The new building in Saint-Denis looks like a museum: there are a lot of works by artists, sculptors and designers. Why is art so important in a workplace? Could you explain your idea of art in the center of the city? “At the beginning, it was just because I had space on the walls and had a lot of art. I always put art in my buildings and my office spaces. And then you understand that art becomes part of your life because it presents a different way of seeing things. It poses questions, and I think you feel more secure when you work in a place where there is art and poetry of art. So it is a question of mood, there is no special goal we are trying to achieve. We love artists, and that’s it. As for the concept of art at the center of the city: everybody lives his or her life, everybody works, but we all need an escape, but escape is not only through travel or reading, it is visual, tactile experience. Art is a very good “smoother” of your heart and emotions, of your feelings and the way you live. So there should be sculptures in public spaces, there should be nice buildings. I believe that it is very important to place beautiful things in people’s lives; it makes people feel good. And it should be for every social class, art should not be only for rich people who can pay, because, yes although art has always been very expensive, it should be accessible to everyone.

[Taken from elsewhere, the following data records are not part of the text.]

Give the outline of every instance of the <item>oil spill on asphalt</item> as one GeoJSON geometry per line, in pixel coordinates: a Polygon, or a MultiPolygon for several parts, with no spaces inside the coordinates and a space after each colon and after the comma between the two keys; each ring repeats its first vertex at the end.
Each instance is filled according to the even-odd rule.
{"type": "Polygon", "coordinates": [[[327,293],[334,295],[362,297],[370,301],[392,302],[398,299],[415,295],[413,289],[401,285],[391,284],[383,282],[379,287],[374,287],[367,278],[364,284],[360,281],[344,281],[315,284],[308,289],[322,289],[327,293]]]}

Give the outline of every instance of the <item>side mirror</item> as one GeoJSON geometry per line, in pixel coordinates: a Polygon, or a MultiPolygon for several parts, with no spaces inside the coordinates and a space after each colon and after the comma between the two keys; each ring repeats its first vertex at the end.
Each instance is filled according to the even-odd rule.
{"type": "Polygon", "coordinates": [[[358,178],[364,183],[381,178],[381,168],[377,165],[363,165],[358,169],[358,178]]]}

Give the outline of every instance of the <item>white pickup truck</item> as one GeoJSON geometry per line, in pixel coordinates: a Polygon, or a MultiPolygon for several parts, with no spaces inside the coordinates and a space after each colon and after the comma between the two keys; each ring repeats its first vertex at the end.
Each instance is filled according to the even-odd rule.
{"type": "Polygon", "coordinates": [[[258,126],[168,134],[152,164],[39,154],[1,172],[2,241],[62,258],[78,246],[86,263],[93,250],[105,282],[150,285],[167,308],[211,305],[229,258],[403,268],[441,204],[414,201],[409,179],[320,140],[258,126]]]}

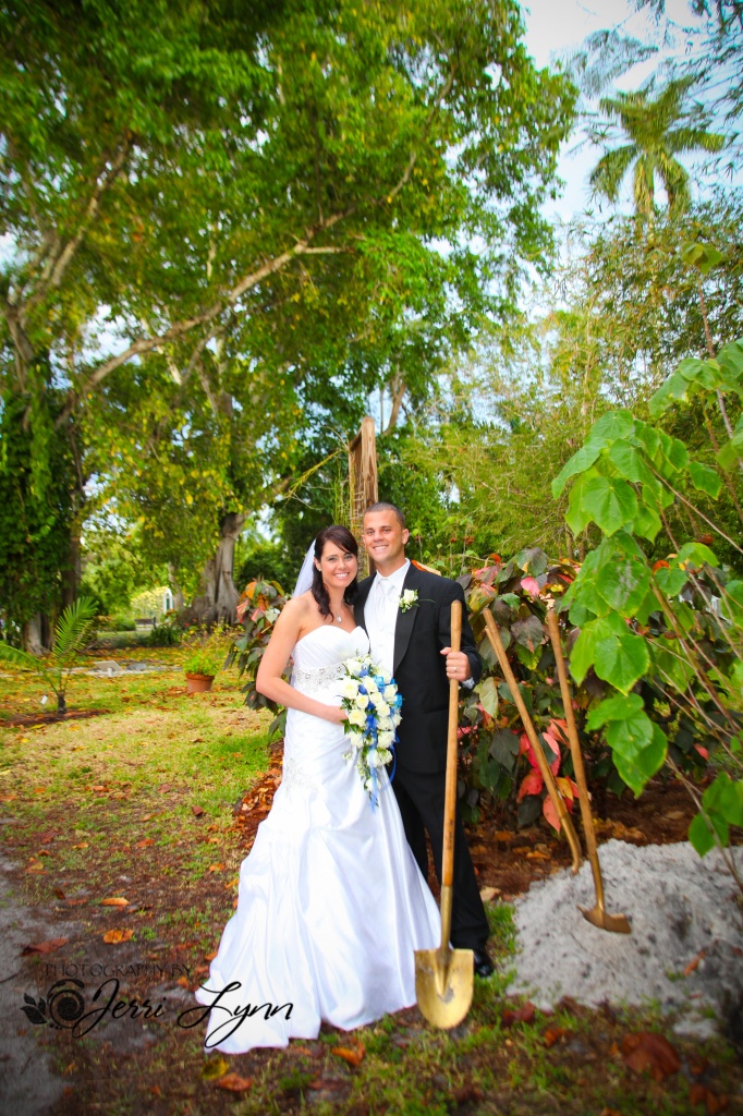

The building itself becomes art with Pucci De Rossi’s facade. How did the idea originate? Can you describe this spectacular facade? “There is a similar façade in Marseille, and I like the fact that it was like a little castle, a fortress at the entrance of the harbor of Marseille; and our building is the same, you come from the north of Europe and you arrive here in Paris and you have a fortress welcoming you. My friend Pucci, the architect, he heard me talking about building a new headquarters, and he called me after a few days and said, “I’ve done something for you,” and we worked very closely last year to finish the project. Last year he had cancer, and I was very close to him, we built a lot of things, a lot of furniture and etc., all very much in a hurry because we knew he was going to die. And the last time I talked to him, it was at two o’clock in the morning, and I had told him please do the V&P a little bit differently, and he said he understood and would send me an e-mail. And then he died at six in the morning. So because we worked so closely, that’s why we were able to finish the project and do it exactly the way he wanted. Our façade has a screen and we change the projection of digital art every day. Every day we show something different. We are very famous in France, but not so much in Italy. The fact that in France we have buildings and warehouses for which we can do “advertising by residence,” but don’t have buildings in other countries means we don’t have this kind of notoriety in other countries. When it is in our own country where the journalists are very interested in what we do, it works well. In Italy, doing advertising by residence takes much more effort to get any visibility. But this strategy works very well in France.”

Can you tell me about your collaboration with Ron Arad? “Ron Arad, this table right here is actually the table that I bought in 1994, which means almost 25 years ago. I have a lot of pieces by Ron Arad, so what you saw in the building is the bench from a very famous gallery in New York that sells Ron Arad, Friedman Benda. I think it is perfect— made for this place, it was perfect luck. But I have many pieces by Ron Arad, but now that his pieces are sold at crazy prices, I don’t buy them anymore.”

How do art and creativity contribute to the development of the company?There is a lot of creativity working behind the scenes. You don’t see it straight away but it is there, all made in-house.”

 

In the future will Vente Privee sell artwork? “No, never. That is the only thing we won’t sell because there is no discount on art. There is a price you are willing to pay for a piece, but art never comes at a fixed price. So the only thing we will never sell is art, and obviously illegal items.”